Here's how a CD copy of a copy can sound better


Just wanting to check my logic here. People keep saying how burning CD copies at 1x speed allow them to sound better (than 32x speed, say) when being played back through Audiophile systems. I have burned copies of several CD's at 8x, and do not have the original. I should be able to take these copies and make re-copies at 1x speed, and these 1x copy-of-a-copy copies should sound better than their counterparts, right?

There is no data lost when a CD is copied, only placed on the disc differently. This is evidenced by the fact that you can copy a CD-ROM, which is a bit-perfect copy.
matt8268
I burned my cd by using computer cd re-writer @ 3x. The copy sounded about 85-90% of the original. I play them on the Sony XA7ES for comparation (with the high end system ,i.e cables,amp ,preamp and speakers). I think we have to use very good equipments to hear a difference.
"If done correctly digital copies can sound better than the original. If done incorrectly digiatl copies can sound worse than the original."
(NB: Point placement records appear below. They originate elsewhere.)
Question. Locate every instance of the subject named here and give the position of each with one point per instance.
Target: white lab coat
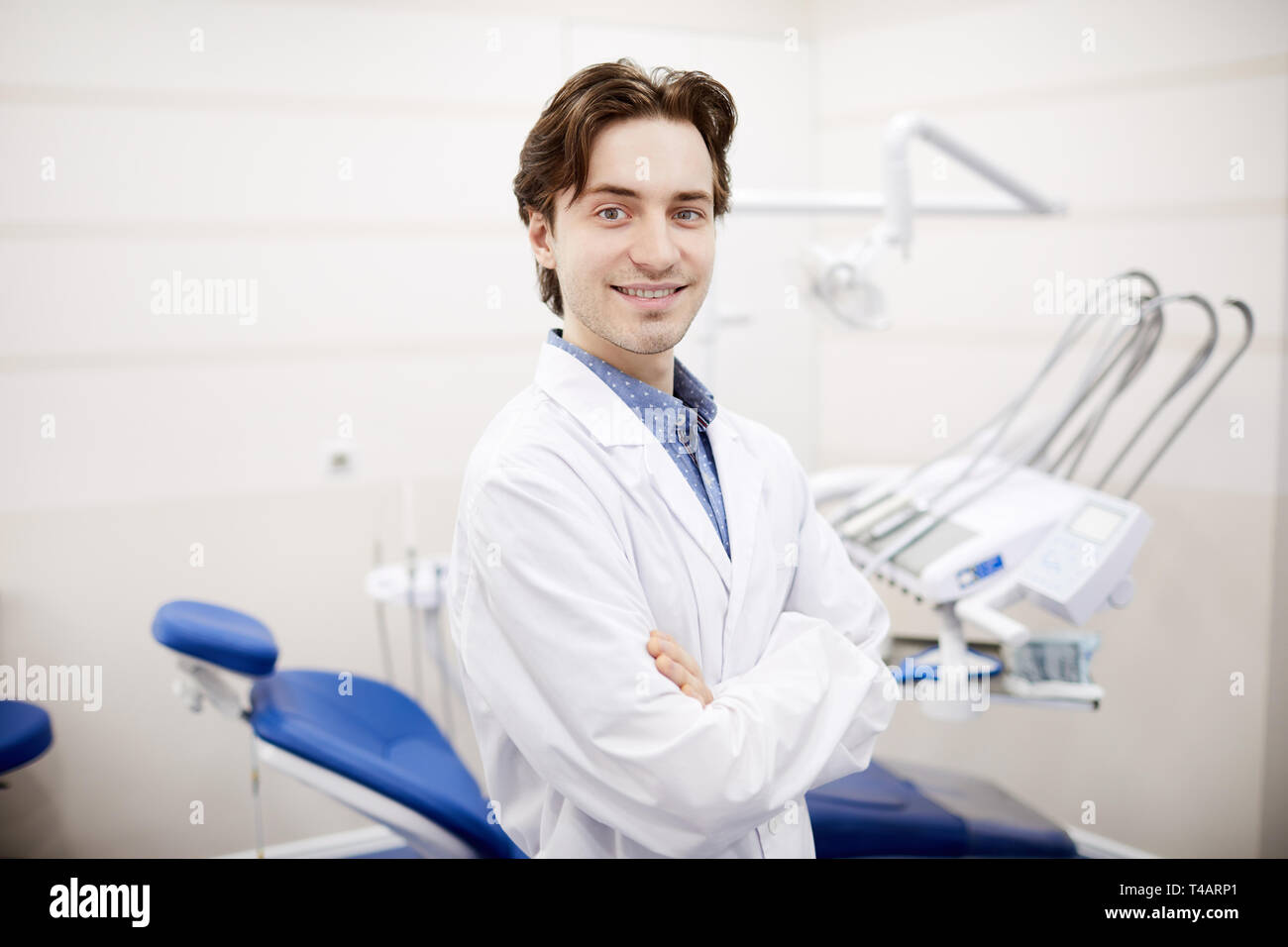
(578, 535)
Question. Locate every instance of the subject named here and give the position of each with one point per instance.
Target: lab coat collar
(608, 419)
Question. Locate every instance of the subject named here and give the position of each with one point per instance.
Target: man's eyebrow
(627, 192)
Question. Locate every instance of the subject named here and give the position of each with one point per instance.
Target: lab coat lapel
(686, 506)
(613, 424)
(742, 482)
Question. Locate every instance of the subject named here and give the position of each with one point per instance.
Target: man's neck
(656, 369)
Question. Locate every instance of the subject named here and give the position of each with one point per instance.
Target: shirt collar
(690, 390)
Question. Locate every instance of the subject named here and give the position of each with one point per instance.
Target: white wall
(404, 299)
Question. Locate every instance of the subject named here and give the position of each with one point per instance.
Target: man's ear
(539, 237)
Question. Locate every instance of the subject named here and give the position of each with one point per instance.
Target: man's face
(664, 235)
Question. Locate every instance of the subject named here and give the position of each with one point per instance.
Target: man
(664, 646)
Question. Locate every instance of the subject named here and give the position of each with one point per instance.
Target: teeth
(645, 294)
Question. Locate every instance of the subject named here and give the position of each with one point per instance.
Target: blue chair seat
(25, 733)
(902, 809)
(380, 738)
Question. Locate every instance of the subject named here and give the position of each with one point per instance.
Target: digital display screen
(1095, 523)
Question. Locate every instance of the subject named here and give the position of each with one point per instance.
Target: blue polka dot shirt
(679, 423)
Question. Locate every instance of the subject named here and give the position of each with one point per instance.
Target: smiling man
(664, 646)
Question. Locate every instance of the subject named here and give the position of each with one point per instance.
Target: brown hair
(557, 153)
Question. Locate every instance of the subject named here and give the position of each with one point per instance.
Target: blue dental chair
(25, 733)
(377, 751)
(359, 740)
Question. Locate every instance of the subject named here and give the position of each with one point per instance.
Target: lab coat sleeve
(553, 631)
(829, 589)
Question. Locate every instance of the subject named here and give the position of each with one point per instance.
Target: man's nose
(655, 249)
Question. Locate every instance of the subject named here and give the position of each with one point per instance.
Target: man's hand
(679, 667)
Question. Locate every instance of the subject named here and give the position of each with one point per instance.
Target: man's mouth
(651, 294)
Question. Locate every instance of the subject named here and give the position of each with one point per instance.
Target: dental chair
(355, 738)
(374, 749)
(25, 735)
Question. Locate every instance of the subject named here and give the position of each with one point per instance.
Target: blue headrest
(219, 635)
(25, 733)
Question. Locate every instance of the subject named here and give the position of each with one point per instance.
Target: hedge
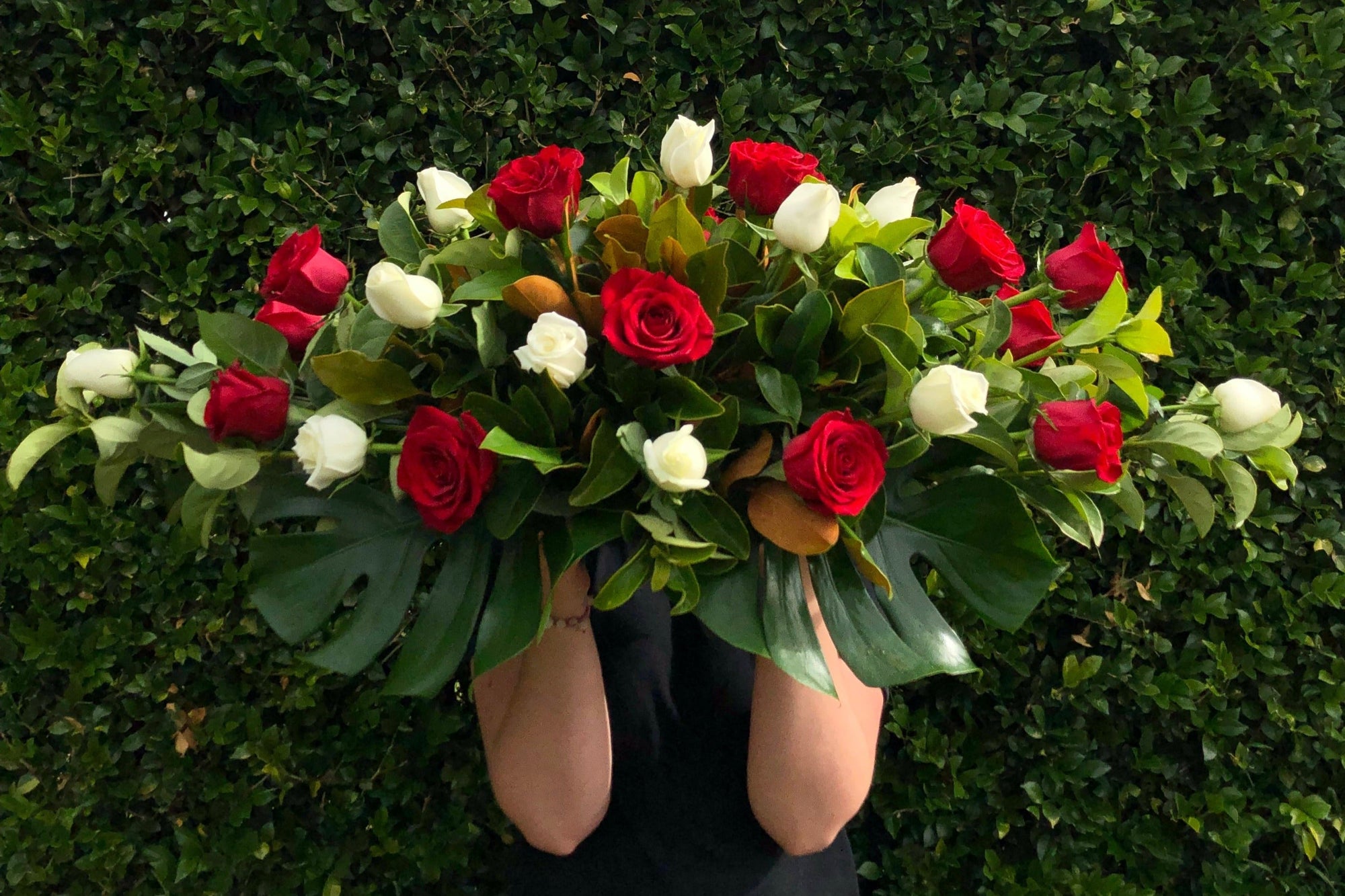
(1169, 721)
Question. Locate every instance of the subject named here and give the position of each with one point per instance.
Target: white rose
(677, 460)
(685, 155)
(103, 370)
(895, 202)
(806, 217)
(1245, 404)
(555, 345)
(407, 300)
(946, 397)
(438, 188)
(330, 448)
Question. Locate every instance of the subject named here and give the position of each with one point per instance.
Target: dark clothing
(680, 702)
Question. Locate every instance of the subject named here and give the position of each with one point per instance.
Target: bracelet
(576, 623)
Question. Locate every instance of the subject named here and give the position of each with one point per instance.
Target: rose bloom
(1081, 435)
(762, 175)
(298, 327)
(1032, 331)
(443, 467)
(244, 404)
(654, 321)
(837, 464)
(303, 275)
(972, 252)
(535, 192)
(1085, 270)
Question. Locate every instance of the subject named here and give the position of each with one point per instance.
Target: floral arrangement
(720, 377)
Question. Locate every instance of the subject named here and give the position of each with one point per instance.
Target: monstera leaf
(369, 544)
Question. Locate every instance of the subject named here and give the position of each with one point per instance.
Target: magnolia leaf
(1102, 321)
(782, 517)
(358, 380)
(34, 446)
(225, 469)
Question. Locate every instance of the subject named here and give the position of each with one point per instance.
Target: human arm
(810, 756)
(545, 727)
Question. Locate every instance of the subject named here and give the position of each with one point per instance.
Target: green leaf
(977, 533)
(708, 275)
(623, 583)
(165, 348)
(443, 630)
(502, 443)
(681, 399)
(358, 380)
(730, 608)
(1102, 321)
(399, 237)
(299, 580)
(781, 392)
(1196, 499)
(225, 469)
(861, 631)
(715, 520)
(512, 499)
(1145, 337)
(516, 608)
(237, 338)
(675, 220)
(790, 634)
(1242, 489)
(610, 470)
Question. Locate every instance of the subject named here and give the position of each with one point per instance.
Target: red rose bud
(244, 404)
(762, 175)
(1032, 331)
(1085, 270)
(533, 193)
(445, 470)
(654, 321)
(1079, 435)
(972, 252)
(298, 327)
(305, 276)
(837, 464)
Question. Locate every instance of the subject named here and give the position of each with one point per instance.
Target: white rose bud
(895, 202)
(677, 460)
(806, 217)
(330, 448)
(103, 370)
(438, 188)
(1245, 404)
(555, 345)
(946, 397)
(687, 157)
(407, 300)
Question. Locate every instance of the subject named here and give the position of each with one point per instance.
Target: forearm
(545, 727)
(810, 756)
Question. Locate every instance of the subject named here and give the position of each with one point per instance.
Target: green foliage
(1169, 721)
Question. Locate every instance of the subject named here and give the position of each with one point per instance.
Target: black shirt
(680, 704)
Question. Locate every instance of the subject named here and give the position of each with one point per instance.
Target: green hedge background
(1169, 721)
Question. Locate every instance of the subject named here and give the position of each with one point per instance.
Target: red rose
(244, 404)
(837, 464)
(1085, 270)
(1079, 435)
(305, 276)
(972, 252)
(297, 326)
(1032, 331)
(445, 469)
(654, 321)
(763, 174)
(535, 192)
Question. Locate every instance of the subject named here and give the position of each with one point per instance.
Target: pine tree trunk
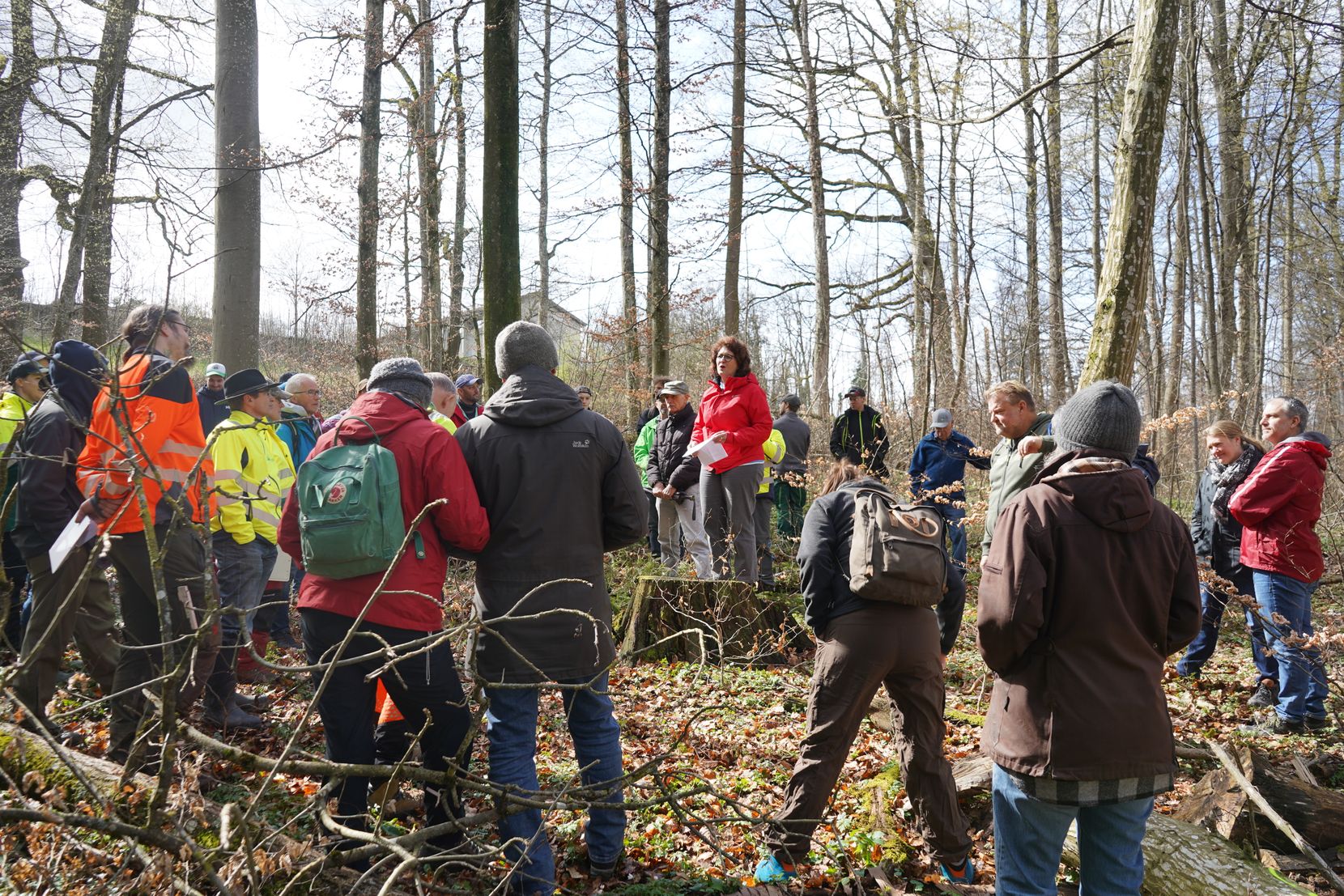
(236, 297)
(737, 159)
(499, 185)
(117, 28)
(370, 142)
(1129, 250)
(659, 291)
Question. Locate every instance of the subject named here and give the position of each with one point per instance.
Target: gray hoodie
(559, 488)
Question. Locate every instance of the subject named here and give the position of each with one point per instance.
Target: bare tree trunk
(543, 197)
(1032, 285)
(431, 193)
(659, 291)
(628, 291)
(499, 185)
(737, 152)
(370, 140)
(117, 28)
(456, 264)
(1059, 372)
(820, 244)
(99, 250)
(236, 299)
(14, 96)
(1129, 252)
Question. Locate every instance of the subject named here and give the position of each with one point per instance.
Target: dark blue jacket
(937, 464)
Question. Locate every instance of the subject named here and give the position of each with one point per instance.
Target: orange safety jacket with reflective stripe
(156, 403)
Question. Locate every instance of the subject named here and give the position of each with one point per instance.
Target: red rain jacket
(429, 466)
(1278, 505)
(741, 409)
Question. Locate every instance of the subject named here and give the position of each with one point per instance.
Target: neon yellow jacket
(442, 419)
(773, 450)
(253, 476)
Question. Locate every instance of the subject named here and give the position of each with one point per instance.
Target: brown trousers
(857, 653)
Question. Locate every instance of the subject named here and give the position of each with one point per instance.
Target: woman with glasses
(734, 414)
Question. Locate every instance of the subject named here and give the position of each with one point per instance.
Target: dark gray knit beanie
(523, 343)
(1104, 415)
(402, 375)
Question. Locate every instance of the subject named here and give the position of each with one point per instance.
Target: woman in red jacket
(735, 414)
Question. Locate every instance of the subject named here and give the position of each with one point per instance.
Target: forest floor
(733, 733)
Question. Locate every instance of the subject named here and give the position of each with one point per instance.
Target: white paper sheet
(708, 452)
(77, 533)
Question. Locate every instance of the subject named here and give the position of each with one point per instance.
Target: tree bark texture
(737, 169)
(820, 244)
(659, 291)
(499, 181)
(15, 89)
(236, 297)
(1129, 234)
(635, 374)
(117, 28)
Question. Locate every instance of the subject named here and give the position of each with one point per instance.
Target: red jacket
(738, 407)
(1278, 505)
(429, 466)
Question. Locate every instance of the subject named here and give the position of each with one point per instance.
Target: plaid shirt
(1091, 793)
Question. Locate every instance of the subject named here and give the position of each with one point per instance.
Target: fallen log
(706, 621)
(1221, 805)
(1187, 860)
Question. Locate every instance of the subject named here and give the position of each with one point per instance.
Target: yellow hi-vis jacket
(253, 478)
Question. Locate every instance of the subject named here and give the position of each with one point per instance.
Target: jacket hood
(1316, 445)
(79, 371)
(385, 411)
(1103, 486)
(533, 397)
Could someone elaborate this statement? Frankly I still don't understand how one can get a copied CD that sounds better than the original.

Ake
Great discussion! Please can someone respond to my original question though, which is if I have some copies I made at high speed (for which I no longer have the original), will I get better sound if I copy these 8x copies again to a 1x copy?
Matt8268, if you get a low jitter bitstream identical to the original CD, in theory you could achieve a better sound quality by re-recording at X1 speed for the reasons mentioned above. Do you have a way to do a bit-compare on audio CDs? Just try it and let us know. Be advised that small differences in jitter may only be audible on higher-fidelity systems.